Trente tambours voilés, trente clairons pavoises de deuil marchent à la tête de l’immense cortège ; les tambours, par instants, font entendre un roulement lugubre, qui se prolonge et meurt ; le cri clair du clairon est navrant.

Des détachements, très-nombreux, de tous les bataillons viennent ensuite ; on marche avec lenteur, les fusils vers la terre ; il y a des immortelles à toutes les boutonnières, les immortelles sont rouges. Est-ce une manifestation d’un sentiment politique ? Est-ce un symbole de la mort sanglante ?
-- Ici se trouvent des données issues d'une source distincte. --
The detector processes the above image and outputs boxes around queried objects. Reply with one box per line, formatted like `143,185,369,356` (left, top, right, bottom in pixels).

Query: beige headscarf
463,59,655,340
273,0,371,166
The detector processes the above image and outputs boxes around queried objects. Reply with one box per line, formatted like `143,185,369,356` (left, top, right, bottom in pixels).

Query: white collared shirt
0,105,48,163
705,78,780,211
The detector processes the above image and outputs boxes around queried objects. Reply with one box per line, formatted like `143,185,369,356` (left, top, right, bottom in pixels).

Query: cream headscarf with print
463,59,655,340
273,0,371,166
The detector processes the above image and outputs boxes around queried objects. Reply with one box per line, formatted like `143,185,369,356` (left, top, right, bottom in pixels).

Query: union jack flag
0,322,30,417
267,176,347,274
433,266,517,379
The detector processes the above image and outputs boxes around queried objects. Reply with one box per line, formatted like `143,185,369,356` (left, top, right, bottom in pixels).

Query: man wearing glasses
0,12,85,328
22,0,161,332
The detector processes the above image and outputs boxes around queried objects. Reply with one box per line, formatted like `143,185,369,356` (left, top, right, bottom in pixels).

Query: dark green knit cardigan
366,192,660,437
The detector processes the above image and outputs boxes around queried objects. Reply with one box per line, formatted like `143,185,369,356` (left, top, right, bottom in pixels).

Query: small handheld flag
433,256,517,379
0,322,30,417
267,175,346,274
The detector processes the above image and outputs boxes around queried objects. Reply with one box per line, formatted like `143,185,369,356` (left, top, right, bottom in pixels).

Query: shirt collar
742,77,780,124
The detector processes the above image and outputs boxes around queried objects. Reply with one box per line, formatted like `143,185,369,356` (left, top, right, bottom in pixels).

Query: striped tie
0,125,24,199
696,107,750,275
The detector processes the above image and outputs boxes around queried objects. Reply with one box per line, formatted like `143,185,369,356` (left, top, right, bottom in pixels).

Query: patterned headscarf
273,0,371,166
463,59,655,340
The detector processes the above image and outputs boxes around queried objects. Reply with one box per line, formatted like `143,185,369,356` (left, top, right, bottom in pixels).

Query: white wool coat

Puis s’avance, traîné par quatre chevaux noirs, un vaste char, drapé de noir, recouvert en catafalque de velours noir lamé d’étoiles d’argent ; aux quatre coins flottent au vent les sombres drapeaux rouges.

Un autre char paraît, un autre, un autre encore ; dans chacune des voitures mortuaires, il y a trente-deux cadavres.

Derrière les chars marchent des membres de la Commune, la tête nue, ceints d’une écharpe rouge. Hélas ! du rouge toujours.

Enfin, entre une double haie infinie de gardes nationaux, se resserre une foule démesurée d’hommes, de femmes, d’enfants, recueillis, tristes, quelques-uns en pleurs.

Le long cortége suit les boulevards. Il vient de l’hospice Beaujon, il va au Père-Lachaise ; sur son passage toutes les têtes sont nues. Un homme, à une fenêtre, garde son chapeau ; on le hue ; il se découvre. Honte à qui ne salue pas ceux qui sont morts pour une cause qu’ils croyaient juste ! Ne pensez plus, devant ces cadavres qu’on emporte, au mal causé par les hommes qu’ils furent ; ils sont morts, ils sont sacrés. Mais songez, — oh ! à cela, songez-y ! — que c’est au crime de quelques-uns qu’est due la mort d’un si grand nombre, et hâtez de tous vos vœux l’heure où s’appesantira sur les coupables, quels qu’ils soient, à quel parti qu’ils appartiennent, l’inexorable vindicte qui précipite les destinées humaines.